M.A.N.E dans son idéologie d’AUTONOMIE dans la paix souhait dialoguer avec le gouvernement et ces partenaires pour soulager nos compatriote qu’on a tous la même mission de sauvé, d’éloigné les crépitements des armes encore à nos frères et sœurs puisque, « nous ne prenons les armes que pour défendre notre liberté et notre honneur »et nous appliquons tous les options si nécessaire pour notre survie contre l’État et ces complices qui exigent de nous empêcher d’atteindre notre objectif. Par contre nous devons montrer nos maturité dans les règlements de conflits, et prouvé a ceux qui nous aides et soutiens qu’on est capable de trouvé la solution politique entre nous.
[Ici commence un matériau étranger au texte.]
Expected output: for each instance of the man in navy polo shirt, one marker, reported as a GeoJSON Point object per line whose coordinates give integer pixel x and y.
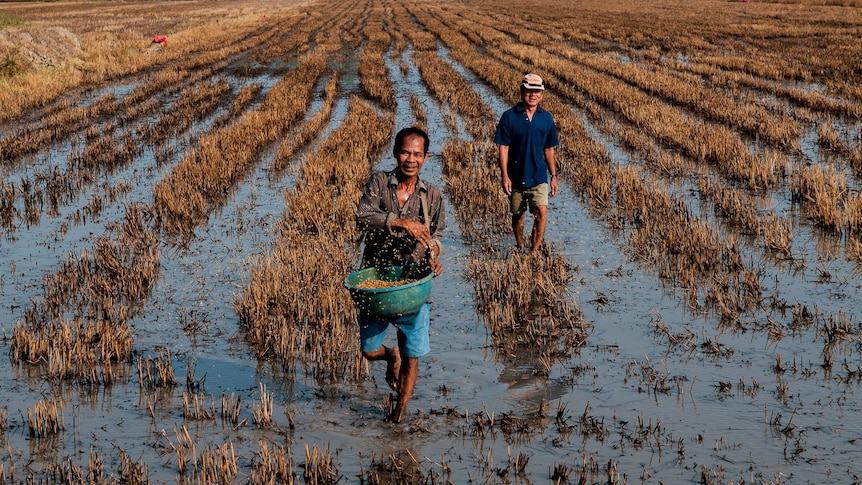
{"type": "Point", "coordinates": [527, 137]}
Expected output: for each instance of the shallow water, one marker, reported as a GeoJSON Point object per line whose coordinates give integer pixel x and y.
{"type": "Point", "coordinates": [663, 413]}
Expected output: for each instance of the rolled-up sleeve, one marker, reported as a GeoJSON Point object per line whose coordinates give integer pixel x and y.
{"type": "Point", "coordinates": [371, 214]}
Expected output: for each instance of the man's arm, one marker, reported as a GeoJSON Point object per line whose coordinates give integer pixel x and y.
{"type": "Point", "coordinates": [504, 169]}
{"type": "Point", "coordinates": [550, 157]}
{"type": "Point", "coordinates": [369, 214]}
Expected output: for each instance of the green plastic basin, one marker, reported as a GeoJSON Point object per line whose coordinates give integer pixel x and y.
{"type": "Point", "coordinates": [395, 301]}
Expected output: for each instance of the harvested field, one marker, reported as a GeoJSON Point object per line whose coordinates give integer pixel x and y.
{"type": "Point", "coordinates": [176, 221]}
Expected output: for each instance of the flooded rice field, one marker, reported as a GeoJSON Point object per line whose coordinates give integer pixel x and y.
{"type": "Point", "coordinates": [176, 228]}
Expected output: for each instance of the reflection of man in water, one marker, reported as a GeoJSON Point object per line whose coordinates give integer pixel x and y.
{"type": "Point", "coordinates": [405, 218]}
{"type": "Point", "coordinates": [527, 136]}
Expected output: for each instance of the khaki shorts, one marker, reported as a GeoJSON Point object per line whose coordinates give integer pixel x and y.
{"type": "Point", "coordinates": [530, 198]}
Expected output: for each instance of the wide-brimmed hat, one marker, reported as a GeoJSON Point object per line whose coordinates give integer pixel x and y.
{"type": "Point", "coordinates": [533, 81]}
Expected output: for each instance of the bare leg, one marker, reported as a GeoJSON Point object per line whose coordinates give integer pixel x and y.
{"type": "Point", "coordinates": [409, 373]}
{"type": "Point", "coordinates": [518, 229]}
{"type": "Point", "coordinates": [393, 363]}
{"type": "Point", "coordinates": [406, 382]}
{"type": "Point", "coordinates": [540, 213]}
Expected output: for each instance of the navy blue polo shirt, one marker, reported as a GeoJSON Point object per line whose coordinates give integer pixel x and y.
{"type": "Point", "coordinates": [527, 141]}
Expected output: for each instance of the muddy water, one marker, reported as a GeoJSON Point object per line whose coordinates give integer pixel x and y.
{"type": "Point", "coordinates": [659, 412]}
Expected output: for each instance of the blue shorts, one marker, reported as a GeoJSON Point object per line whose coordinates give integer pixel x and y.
{"type": "Point", "coordinates": [415, 327]}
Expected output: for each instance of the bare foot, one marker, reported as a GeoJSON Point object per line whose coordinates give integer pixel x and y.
{"type": "Point", "coordinates": [393, 367]}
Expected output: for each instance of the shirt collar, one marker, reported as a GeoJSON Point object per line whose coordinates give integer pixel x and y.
{"type": "Point", "coordinates": [519, 108]}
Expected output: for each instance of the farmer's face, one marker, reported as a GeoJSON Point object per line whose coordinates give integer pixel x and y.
{"type": "Point", "coordinates": [411, 156]}
{"type": "Point", "coordinates": [531, 97]}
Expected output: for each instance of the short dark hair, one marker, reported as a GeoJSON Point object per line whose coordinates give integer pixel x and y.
{"type": "Point", "coordinates": [404, 133]}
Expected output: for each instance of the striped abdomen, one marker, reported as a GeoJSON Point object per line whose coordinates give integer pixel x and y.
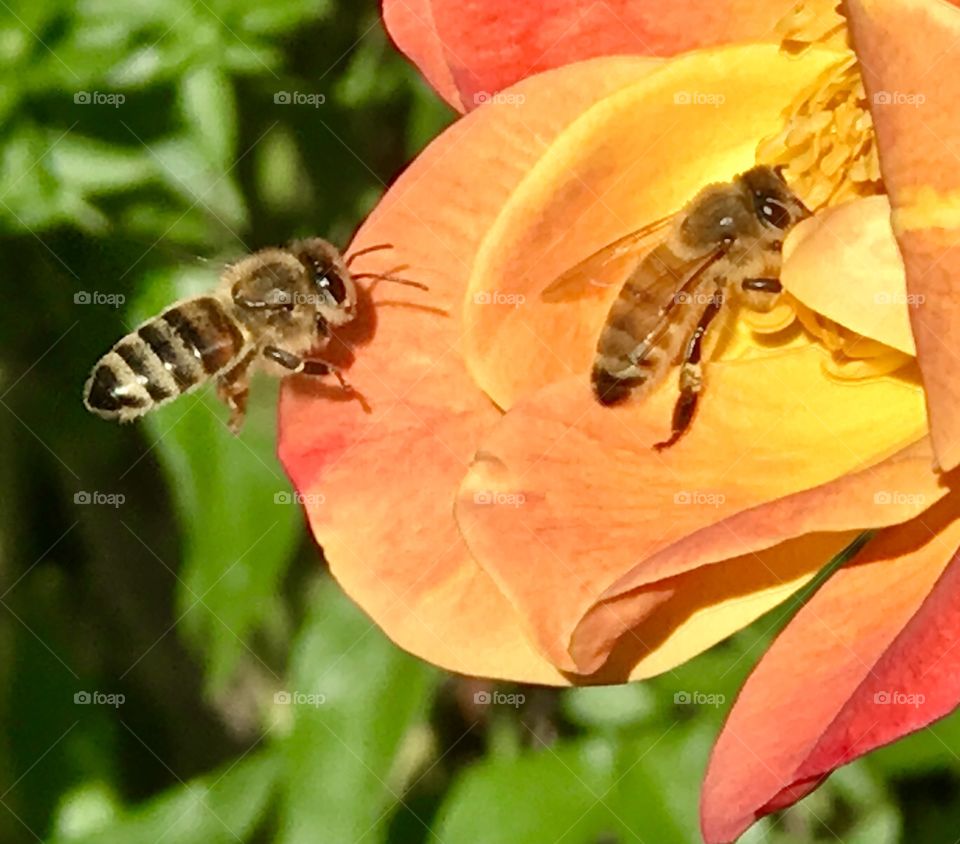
{"type": "Point", "coordinates": [164, 358]}
{"type": "Point", "coordinates": [645, 328]}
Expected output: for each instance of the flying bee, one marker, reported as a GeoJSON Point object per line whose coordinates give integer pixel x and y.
{"type": "Point", "coordinates": [722, 251]}
{"type": "Point", "coordinates": [270, 309]}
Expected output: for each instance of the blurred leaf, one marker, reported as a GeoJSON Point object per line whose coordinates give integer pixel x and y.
{"type": "Point", "coordinates": [225, 806]}
{"type": "Point", "coordinates": [933, 748]}
{"type": "Point", "coordinates": [283, 15]}
{"type": "Point", "coordinates": [342, 754]}
{"type": "Point", "coordinates": [190, 175]}
{"type": "Point", "coordinates": [279, 173]}
{"type": "Point", "coordinates": [575, 791]}
{"type": "Point", "coordinates": [239, 521]}
{"type": "Point", "coordinates": [90, 166]}
{"type": "Point", "coordinates": [206, 99]}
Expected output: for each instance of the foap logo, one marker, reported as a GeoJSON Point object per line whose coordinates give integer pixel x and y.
{"type": "Point", "coordinates": [488, 497]}
{"type": "Point", "coordinates": [100, 499]}
{"type": "Point", "coordinates": [514, 699]}
{"type": "Point", "coordinates": [500, 98]}
{"type": "Point", "coordinates": [295, 698]}
{"type": "Point", "coordinates": [684, 298]}
{"type": "Point", "coordinates": [698, 698]}
{"type": "Point", "coordinates": [896, 496]}
{"type": "Point", "coordinates": [907, 98]}
{"type": "Point", "coordinates": [897, 698]}
{"type": "Point", "coordinates": [299, 98]}
{"type": "Point", "coordinates": [308, 499]}
{"type": "Point", "coordinates": [98, 98]}
{"type": "Point", "coordinates": [898, 298]}
{"type": "Point", "coordinates": [95, 297]}
{"type": "Point", "coordinates": [283, 297]}
{"type": "Point", "coordinates": [95, 698]}
{"type": "Point", "coordinates": [709, 98]}
{"type": "Point", "coordinates": [498, 297]}
{"type": "Point", "coordinates": [698, 497]}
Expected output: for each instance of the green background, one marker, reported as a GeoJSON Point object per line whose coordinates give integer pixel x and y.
{"type": "Point", "coordinates": [199, 597]}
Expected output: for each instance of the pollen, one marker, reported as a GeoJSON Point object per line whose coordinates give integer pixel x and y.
{"type": "Point", "coordinates": [853, 357]}
{"type": "Point", "coordinates": [827, 142]}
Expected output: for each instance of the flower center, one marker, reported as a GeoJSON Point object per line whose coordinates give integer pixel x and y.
{"type": "Point", "coordinates": [827, 143]}
{"type": "Point", "coordinates": [828, 147]}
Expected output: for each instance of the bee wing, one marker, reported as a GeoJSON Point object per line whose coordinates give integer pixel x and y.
{"type": "Point", "coordinates": [664, 291]}
{"type": "Point", "coordinates": [607, 266]}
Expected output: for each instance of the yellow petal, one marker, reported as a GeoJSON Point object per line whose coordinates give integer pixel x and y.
{"type": "Point", "coordinates": [636, 156]}
{"type": "Point", "coordinates": [602, 543]}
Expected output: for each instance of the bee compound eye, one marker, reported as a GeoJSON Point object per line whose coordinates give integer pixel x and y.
{"type": "Point", "coordinates": [332, 283]}
{"type": "Point", "coordinates": [774, 212]}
Le 8e sommet extra ordinaire des chefs d’État de la C.E.E.A.C à Libreville, demandent à tous les belligérants de suivre la voie du dialogue,pour obtenir une vraie stabilité dans les régions. Et pour éviter les erreurs de 50 ans de cohabitation en dents de scies et le résultant mitigé,d’un éventuel échec d’une autre 50 de servitude dans la régionalisation où décentralisation préconisé par le gouvernement.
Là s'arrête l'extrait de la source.